Thursday, October 25, 2012

Bee hives in New York: for honey or for concrete production?

The Rosslyn Chapel hives; photos courtesy of the Times

Amidst all type of solutions for urban farming, it disturbes me to image thousands of bees on the rooftops. More than this, there is an article about bees that could produce concrete, if they are manipulated as "special bees." See what I've found:
Organic rooftop farming is all the rage these days, with places like Roberta's and Brooklyn Grange growing vegetables and other produce just a few hundred feet above street level. And now it seems that one of the city's swankiest hotels is looking to get into the mix: the Waldorf-Astoria New York has recently installed beehives on its roof, with plans to harvest honey and help pollinate plants in midtown.
Sweet Lord!
The Episcopal bishop of New York welcomed the newest members of his congregation yesterday: a hive of 15,000 bees he hopes will provide a harvest of tasty honey and help pollinate gardens.
“May the sweetness of their honey remind us of the sweetness of your [God’s] love for them,” the Right Rev. Mark Sisk said in prayer yesterday as he blessed the hive at The Cathedral of St. John the Divine.
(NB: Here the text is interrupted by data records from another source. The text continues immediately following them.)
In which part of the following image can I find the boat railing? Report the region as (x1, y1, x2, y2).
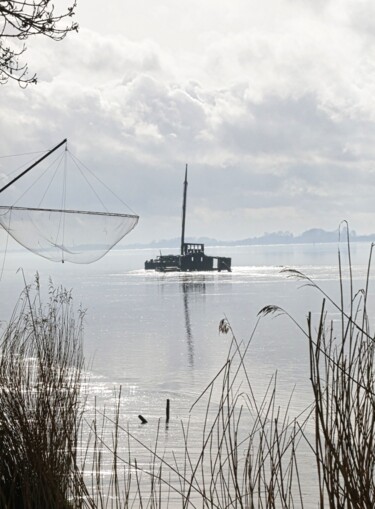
(182, 243, 205, 254)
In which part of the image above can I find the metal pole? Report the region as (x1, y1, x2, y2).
(166, 398, 170, 423)
(180, 164, 188, 255)
(0, 139, 67, 194)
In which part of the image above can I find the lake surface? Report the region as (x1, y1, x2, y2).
(0, 241, 373, 505)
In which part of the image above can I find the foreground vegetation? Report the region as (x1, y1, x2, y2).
(1, 237, 374, 507)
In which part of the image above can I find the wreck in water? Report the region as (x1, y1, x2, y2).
(144, 166, 232, 272)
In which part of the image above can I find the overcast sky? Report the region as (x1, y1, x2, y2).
(1, 0, 375, 244)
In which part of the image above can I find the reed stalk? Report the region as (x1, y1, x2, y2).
(0, 274, 87, 508)
(2, 231, 375, 508)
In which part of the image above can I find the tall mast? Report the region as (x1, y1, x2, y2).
(181, 164, 188, 255)
(0, 139, 67, 194)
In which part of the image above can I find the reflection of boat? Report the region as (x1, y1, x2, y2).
(145, 166, 232, 272)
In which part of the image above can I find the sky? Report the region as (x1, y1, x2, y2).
(1, 0, 375, 245)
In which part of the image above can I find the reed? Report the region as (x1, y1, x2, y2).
(259, 228, 375, 507)
(2, 231, 375, 507)
(89, 232, 375, 507)
(0, 273, 87, 508)
(83, 317, 309, 508)
(307, 242, 375, 507)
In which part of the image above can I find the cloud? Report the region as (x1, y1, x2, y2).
(1, 1, 375, 242)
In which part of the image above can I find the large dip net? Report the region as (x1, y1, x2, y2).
(0, 140, 139, 264)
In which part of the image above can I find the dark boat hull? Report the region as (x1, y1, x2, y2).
(145, 252, 231, 272)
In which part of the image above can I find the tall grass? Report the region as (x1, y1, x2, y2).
(85, 327, 307, 508)
(0, 273, 87, 508)
(307, 243, 375, 507)
(259, 232, 375, 507)
(1, 234, 375, 507)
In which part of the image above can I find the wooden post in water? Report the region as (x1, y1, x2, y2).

Last month, over at Scotland's Rosslyn Chapel, it was announced that "builders renovating the 600-year-old chapel have discovered two beehives carved within the stonework high on the pinnacles of the roof. They are thought to be the first man-made stone hives ever found."

    It appears the hives were carved into the roof when the chapel was built, with the entrance for the bees formed, appropriately, through the centre of an intricately carved stone flower. The hives were found when builders were dismantling and rebuilding the pinnacles for the first time in centuries.
As the article goes on to point out, "Although human beings have collected honey from wild bee colonies since time immemorial, at some point they began to domesticate wild bees in artificial hives, made from hollow logs, pottery, or woven straw baskets. The Egyptians kept bees in cylindrical hives, and pictures in temples show workers blowing smoke into the hives, and removing honeycombs. Sealed pots of honey were found in Tutankhamun’s tomb." 

But, combining all these stories, what about bees that make concrete honey, artificially bred and housed inside hives in the spires of buildings? Hives that they themselves have printed? 

High up on the roof of St. John the Divine sit six symmetrical stone hives, inside of which special bees now grow, tended by an architecture student at Columbia University; the bees are preparing their concrete to fix any flaw the building might have. No longer must you call in repair personnel to do the job; you simply tap the sides of your concrete-mixing beehives and living 3D printers fly out in a buzzing cloud, caulking broken arches and fixing the most delicate statuary. 

Nearby homeowners occasionally find lumps of concrete on their rooftops and under the eaves, as if new hives are beginning to form.